Act Now! Registration obligations for domestic and intermediary remitters

Do you know if you need to register with AUSTRAC? Currently some remitters are not registered, but should be or will need to by 31 March 2026 under the new regime.

  • Domestic remitters: If you are a remitter of domestic payments and you are not registered with AUSTRAC because you think it only applies to international remittances, you likely should already be registered.
  • Intermediaries: If you are a remitter who is not currently registered with AUSTRAC because you are an intermediary, you will need to be registered by 31 March 2026 because you will be providing designated services as an intermediary when the new AML/CTF regime commences.
  • Transferring funds to a customer’s bank account: If you are a remitter who transfers funds to a customer’s bank account or to a credit provider, then you will need to be registered by 31 March 2026 because you will be providing designated services as a beneficiary institution when the new AML/CTF regime commences.

We explain these issues in further detail below.

Domestic remitters

We have heard anecdotally of domestic remitters who are not registered with AUSTRAC because of a belief that only international remitters are captured under the current AML/CTF regime. The source of this belief is unclear, but it appears to be widespread. Nothing in the AML/CTF regime supports this conclusion and, during consultation on the reforms, AUSTRAC expressed the view it is likely to be an incorrect belief.

If you are a remitter who is a non-financier and you accept an instruction for the transfer, or you make the transfer available or arrange for it to be made available under a designated remittance arrangement, then you are likely to be providing a designated service, even if you only remit domestic payments.

You should validate whether you need to register (including seeking external legal advice if necessary), and if you do, you should apply for registration immediately. This is in addition to enrolling.

Intermediaries

Currently, the AML/CTF regime applies to non-financiers who either accept an instruction for the transfer or who make the transfer available or arrange for it to be made available under a designated remittance arrangement.

This means that non-financier remitters who only pass on the transfer message as an intermediary are not captured under the current AML/CTF regime.

However, intermediaries who pass on a transfer message will be providing a designated service under the new AML/CTF regime commencing 31 March 2026 and will need to register with AUSTRAC by that date. These remitters must not provide the intermediary designated service until they are AUSTRAC registered.

Intermediary remitters should therefore apply to register with AUSTRAC as soon as possible given that AUSTRAC can take up to 90 days to assess the application, and if AUSTRAC requests further information, a further 90 days to consider the information. This is in addition to enrolling.

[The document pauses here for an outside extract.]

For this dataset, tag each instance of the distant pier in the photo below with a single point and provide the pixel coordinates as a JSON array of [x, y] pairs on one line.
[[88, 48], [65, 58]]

See AUSTRAC’s guidance here.

Intermediaries will have limited customer due diligence obligations but will need to monitor customers for unusual transactions and behaviours for suspicious matter reporting purposes, as well as comply with other obligations such as to have a ML/TF risk assessment and AML/CTF policies and follow the travel rule.

Payment providers who deposit the funds with a third party

If you transfer a customer’s money to a bank, you may be providing a designated service under the new AML/CTF Act.

Under the current law, payments providers who are non-financiers are not captured under the AML/CTF Act where they transfer funds to the customer’s bank account, and the bank makes the money available to the customer. This is because the item 32 designated service applies where payments providers who are non-financiers make the money available or arrange for it to be made available to an ultimate transferee. In this circumstance, it is the bank who makes the money available to the customer, not the payments provider.

However, this kind of transfer will be captured as a designated service under the new AML/CTF Act from 31 March 2026. The new item 30 applies to payment providers (including those who are non-financiers) who make the transfer of value available to the payee in the capacity of a beneficiary institution. The new definition of beneficiary institution includes a person who “makes the transferred value available to the payee, under an arrangement with the payee, by depositing the value with a third-party deposit-taker or credit provider.” Accordingly, payments provider who transfer funds to a customer’s bank account will be a beneficiary institution and are making the money available to the payee, even where it is deposited with a bank or credit provider.